"Expect the unexpected, and you'll be fine."
Although I didn't appreciate it at the time, this is one of the best pieces of advice I received from a more experienced colleague before moving to Holland nearly 20 years ago, to live and work in a European Headquarters role.
I didn't appreciate it because I was looking for more direction. Specific strategies and rules to follow to insure that I would succeed in my new position, and be accepted by my European colleagues and subordinates. I wanted a template, a structure or a road map, and a detailed list of things to do and things to avoid doing.
I wanted to feel in control, and this guy was telling me to "expect the unexpected."

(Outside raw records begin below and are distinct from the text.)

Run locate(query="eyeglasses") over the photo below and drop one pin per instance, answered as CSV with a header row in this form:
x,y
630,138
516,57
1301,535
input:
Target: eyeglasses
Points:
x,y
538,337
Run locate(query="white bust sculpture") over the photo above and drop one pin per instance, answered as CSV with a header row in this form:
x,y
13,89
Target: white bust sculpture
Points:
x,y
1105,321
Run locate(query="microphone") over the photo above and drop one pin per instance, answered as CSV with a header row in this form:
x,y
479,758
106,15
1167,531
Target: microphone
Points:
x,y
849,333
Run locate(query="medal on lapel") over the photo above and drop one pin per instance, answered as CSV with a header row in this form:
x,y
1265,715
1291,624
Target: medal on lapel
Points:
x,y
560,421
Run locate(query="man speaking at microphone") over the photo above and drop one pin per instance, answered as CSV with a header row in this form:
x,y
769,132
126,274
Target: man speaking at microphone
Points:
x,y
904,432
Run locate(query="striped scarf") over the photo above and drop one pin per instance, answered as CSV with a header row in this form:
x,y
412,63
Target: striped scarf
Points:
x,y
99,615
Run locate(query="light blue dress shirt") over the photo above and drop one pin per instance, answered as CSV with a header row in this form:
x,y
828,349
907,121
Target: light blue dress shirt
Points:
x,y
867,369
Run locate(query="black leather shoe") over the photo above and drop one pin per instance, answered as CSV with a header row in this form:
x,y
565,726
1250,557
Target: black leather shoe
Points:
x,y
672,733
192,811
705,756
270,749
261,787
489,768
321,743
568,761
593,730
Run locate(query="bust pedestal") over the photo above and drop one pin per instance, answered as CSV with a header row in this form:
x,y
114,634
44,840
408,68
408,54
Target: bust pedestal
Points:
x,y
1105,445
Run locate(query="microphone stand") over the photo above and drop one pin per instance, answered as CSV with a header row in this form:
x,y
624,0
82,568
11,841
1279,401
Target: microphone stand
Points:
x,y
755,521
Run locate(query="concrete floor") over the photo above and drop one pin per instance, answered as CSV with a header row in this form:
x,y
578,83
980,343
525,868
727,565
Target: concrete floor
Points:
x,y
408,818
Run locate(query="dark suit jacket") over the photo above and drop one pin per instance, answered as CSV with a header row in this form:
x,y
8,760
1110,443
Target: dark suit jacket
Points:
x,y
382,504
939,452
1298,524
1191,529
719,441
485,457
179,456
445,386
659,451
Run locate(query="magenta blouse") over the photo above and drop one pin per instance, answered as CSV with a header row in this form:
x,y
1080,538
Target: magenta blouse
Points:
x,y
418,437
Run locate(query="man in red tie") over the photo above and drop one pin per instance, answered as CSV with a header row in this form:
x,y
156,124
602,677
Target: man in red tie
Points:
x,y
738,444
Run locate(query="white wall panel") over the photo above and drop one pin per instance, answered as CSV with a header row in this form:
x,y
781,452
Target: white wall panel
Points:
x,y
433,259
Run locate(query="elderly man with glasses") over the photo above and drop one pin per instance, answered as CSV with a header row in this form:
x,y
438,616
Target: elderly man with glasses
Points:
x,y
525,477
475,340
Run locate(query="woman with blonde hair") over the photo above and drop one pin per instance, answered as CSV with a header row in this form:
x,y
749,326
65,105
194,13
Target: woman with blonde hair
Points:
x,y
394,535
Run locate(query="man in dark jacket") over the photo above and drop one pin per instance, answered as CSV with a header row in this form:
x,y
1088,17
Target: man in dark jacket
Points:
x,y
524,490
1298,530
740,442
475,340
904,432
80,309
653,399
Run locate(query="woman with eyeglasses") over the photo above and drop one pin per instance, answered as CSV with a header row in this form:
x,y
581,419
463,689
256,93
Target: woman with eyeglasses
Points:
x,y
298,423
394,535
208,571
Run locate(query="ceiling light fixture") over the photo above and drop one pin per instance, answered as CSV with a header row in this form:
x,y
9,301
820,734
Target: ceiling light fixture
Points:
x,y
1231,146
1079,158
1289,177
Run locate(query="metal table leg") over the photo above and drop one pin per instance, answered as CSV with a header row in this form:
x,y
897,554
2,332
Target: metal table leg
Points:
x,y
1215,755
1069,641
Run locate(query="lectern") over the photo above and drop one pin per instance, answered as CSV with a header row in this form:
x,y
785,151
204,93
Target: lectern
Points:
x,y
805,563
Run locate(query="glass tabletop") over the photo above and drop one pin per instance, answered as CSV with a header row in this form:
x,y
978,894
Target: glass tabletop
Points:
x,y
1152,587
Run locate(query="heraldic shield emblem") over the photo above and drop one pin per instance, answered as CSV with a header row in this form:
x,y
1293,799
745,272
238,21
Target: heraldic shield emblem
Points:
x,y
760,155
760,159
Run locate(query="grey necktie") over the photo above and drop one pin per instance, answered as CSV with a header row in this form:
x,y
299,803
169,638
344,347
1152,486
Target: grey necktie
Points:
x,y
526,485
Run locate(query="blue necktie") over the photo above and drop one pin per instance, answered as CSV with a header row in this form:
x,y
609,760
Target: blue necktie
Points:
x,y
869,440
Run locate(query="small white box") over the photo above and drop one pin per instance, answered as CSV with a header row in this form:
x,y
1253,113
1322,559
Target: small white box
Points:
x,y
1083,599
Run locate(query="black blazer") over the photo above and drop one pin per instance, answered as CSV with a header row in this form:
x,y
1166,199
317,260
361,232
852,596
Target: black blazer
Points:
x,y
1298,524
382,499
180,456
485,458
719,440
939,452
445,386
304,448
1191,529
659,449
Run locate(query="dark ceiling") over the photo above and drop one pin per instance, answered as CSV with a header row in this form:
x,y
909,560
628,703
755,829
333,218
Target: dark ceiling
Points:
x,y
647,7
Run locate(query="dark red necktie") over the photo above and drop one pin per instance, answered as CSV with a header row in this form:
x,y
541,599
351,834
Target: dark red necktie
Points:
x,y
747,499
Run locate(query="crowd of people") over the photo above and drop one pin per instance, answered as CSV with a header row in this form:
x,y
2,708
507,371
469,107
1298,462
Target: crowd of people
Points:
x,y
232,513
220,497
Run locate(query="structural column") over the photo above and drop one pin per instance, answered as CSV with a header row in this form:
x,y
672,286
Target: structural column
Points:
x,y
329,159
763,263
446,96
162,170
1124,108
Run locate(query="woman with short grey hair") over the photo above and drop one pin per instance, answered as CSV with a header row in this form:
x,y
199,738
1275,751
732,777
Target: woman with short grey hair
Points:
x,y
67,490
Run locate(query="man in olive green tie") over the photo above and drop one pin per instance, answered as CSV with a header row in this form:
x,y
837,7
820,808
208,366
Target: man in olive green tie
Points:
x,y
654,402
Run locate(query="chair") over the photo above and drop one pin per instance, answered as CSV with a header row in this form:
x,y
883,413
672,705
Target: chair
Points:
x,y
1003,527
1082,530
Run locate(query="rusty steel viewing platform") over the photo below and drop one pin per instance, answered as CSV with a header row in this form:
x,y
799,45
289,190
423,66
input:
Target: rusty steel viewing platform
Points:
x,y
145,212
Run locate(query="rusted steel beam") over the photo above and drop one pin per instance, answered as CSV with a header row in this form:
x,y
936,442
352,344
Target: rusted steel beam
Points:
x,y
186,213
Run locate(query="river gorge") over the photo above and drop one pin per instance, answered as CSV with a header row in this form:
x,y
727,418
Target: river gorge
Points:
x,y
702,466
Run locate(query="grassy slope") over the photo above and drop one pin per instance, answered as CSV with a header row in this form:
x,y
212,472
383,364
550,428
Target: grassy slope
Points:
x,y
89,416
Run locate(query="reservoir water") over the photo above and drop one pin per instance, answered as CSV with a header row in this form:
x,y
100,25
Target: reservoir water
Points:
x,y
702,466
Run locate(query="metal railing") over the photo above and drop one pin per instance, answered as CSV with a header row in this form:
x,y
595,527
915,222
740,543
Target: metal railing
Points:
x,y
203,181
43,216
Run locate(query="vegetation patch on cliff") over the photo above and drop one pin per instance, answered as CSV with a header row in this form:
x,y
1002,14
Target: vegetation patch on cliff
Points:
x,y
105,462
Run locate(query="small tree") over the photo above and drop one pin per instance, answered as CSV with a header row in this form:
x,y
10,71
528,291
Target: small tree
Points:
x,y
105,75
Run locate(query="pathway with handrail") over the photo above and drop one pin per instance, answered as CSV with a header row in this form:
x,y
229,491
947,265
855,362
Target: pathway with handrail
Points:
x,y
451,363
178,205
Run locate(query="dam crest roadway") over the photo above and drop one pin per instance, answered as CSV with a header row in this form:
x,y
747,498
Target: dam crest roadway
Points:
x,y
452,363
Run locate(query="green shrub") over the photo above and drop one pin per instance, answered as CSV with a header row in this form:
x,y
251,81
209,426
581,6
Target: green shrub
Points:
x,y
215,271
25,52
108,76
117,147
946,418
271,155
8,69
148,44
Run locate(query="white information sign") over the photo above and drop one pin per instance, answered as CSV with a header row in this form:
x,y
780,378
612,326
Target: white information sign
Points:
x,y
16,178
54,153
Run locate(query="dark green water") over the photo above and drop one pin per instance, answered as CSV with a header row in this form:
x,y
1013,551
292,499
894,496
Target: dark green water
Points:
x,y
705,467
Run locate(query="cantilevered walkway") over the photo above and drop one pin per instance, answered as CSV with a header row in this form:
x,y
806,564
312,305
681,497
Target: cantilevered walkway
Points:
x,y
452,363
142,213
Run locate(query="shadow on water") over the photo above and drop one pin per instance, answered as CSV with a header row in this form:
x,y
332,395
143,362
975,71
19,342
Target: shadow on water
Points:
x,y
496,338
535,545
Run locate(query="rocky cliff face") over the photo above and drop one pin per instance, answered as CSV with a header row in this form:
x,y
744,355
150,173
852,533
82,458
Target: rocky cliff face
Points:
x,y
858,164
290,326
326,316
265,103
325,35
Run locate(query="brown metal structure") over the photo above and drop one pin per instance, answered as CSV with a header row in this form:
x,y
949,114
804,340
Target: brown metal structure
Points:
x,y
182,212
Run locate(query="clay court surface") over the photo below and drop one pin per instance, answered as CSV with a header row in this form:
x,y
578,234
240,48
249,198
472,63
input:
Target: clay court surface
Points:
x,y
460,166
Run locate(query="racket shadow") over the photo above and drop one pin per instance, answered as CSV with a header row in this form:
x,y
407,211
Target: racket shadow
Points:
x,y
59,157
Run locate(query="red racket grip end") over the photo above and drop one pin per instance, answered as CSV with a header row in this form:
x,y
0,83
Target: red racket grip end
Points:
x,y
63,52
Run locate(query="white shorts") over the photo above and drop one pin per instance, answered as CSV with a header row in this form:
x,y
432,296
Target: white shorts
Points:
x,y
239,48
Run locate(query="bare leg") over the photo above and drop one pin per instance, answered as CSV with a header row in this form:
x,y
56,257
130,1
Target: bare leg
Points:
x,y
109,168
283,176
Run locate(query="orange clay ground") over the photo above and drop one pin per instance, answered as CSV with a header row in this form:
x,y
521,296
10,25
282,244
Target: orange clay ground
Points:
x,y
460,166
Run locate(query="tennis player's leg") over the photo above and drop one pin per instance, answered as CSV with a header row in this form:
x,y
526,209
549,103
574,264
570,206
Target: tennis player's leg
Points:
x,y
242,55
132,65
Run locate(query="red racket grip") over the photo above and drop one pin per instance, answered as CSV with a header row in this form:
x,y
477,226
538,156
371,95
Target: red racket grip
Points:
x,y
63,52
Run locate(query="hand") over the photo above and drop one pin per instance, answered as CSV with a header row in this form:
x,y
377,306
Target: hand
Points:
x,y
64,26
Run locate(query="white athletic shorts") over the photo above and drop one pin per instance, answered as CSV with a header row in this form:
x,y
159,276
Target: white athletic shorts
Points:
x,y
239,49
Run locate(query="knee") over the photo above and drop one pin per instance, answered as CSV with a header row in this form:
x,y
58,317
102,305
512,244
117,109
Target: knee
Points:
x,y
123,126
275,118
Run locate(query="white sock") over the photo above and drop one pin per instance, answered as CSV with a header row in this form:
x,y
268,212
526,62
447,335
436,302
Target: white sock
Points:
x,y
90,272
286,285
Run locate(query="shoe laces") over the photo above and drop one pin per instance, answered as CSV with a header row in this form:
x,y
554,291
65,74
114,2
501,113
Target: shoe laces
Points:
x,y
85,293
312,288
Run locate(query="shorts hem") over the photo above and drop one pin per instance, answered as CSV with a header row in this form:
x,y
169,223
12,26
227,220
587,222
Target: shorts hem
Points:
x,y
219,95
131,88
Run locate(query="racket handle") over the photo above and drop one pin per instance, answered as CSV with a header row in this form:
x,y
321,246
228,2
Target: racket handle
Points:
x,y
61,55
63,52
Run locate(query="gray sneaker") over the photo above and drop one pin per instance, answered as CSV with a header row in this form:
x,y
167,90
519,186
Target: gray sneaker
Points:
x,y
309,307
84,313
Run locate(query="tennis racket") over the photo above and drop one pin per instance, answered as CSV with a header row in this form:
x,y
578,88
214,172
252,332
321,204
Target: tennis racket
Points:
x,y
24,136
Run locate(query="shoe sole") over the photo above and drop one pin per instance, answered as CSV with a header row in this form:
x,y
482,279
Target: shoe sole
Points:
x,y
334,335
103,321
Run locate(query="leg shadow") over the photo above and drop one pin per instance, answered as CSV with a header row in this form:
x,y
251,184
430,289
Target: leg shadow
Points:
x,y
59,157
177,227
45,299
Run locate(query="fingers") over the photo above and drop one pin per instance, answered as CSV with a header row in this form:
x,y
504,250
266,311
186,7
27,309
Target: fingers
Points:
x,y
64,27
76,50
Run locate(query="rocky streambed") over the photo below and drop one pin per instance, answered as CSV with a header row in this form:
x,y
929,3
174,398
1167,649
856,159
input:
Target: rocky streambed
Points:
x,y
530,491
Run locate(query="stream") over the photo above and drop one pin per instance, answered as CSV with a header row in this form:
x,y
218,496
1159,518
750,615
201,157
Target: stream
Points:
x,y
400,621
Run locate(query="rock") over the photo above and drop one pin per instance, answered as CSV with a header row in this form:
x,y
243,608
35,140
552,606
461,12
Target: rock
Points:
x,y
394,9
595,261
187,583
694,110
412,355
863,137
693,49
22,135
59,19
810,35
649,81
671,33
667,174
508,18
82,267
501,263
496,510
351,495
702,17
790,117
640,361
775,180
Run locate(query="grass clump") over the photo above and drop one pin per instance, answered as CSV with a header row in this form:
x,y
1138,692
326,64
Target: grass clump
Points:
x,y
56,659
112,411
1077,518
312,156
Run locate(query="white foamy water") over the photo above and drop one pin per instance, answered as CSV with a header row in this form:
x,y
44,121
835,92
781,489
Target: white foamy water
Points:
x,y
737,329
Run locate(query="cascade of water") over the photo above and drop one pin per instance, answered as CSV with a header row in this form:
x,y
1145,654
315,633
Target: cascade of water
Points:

Not very helpful, I thought.
Of course, he was right. I learned pretty quickly that one of the few things we could count on working in Europe was that things would likely not go as we had planned. We had to learn to be flexible, and to adapt and respond to what was actually happening, not what we had hoped or expected would happen in any given situation.
Since those days I've come to really appreciate the wisdom of those simple words, "expect the unexpected, and you'll be fine," and I find myself repeating them when someone asks for my advice.
But I take it a step further, because I know now that just "expecting the unexpected" isn't really enough. What do you actually do once you've adjusted your expectations?
One of the best answers I've found came from an unexpected place---the world of improvisational theatre. I was searching for someone to help facilitate a creativity workshop with one of my clients a few years ago, and was lucky to be introduced to the talented team at On Your Feet in Portland, OR. They teach improv techniques (among other things) to business people to help improve collaboration and communication, inspire creativity and generate ideas.
Every time we work together I'm struck by how helpful the techniques and practices they teach would have been when I was trying to figure out what to do next in Europe, once I had accepted that it was necessary to "expect the unexpected."
In the introduction to his book, "Everything's an Offer,*" On Your Feet co-founder Robert Poynton describes the value of using improv techniques like this:
- "Improv doesn't give you a prescriptive plan, but gives you something to navigate by that helps you to make your own choices."
- "The method promotes adaptability, flexibility and creativity.
- "It comprises a small set of simple practices that can help you to communicate and build relationships or ideas, even when everything is in flux.
And my personal favorite:
- "Stuff happens and you can choose how to use it."
This is the kind of control I think I was looking for back in those early days in Holland, and I can see how the simple rules and practice of improv could have helped in so many ways.
Poynton notes that "the heart of this practice can be summed up in six words: let go, notice more, use everything.
Let go---how much more effective might I have been in my job if I could have easily let go of preconceived ideas about how employees should be motivated, how customers want to be treated, and what managers should expect of me? If I could have let go of the need to be right, or in control, or even comfortable?
Notice more---what if I had been a better observer, a better listener, and simply noticed more about what people were actually doing and saying and how they responded to what I did and said, rather than what I would have liked or expected them to do and say?
Use everything---and what if I had been taught to view everything as "an offer," and to practice accepting and building on offers, rather than rejecting them. Might I have reacted more gracefully and productively in some challenging intercultural situations, and saved myself and my Dutch colleagues a lot of stress and misunderstanding?
These days my advice to someone preparing to live and work in a new culture would be more like this:
"Expect the unexpected and learn to improvise. You'll be fine."
*Everything's an Offer: How to do more with less, by Robert Poynton, illustrated by Gary Hirsch. On Your Feet, 2008.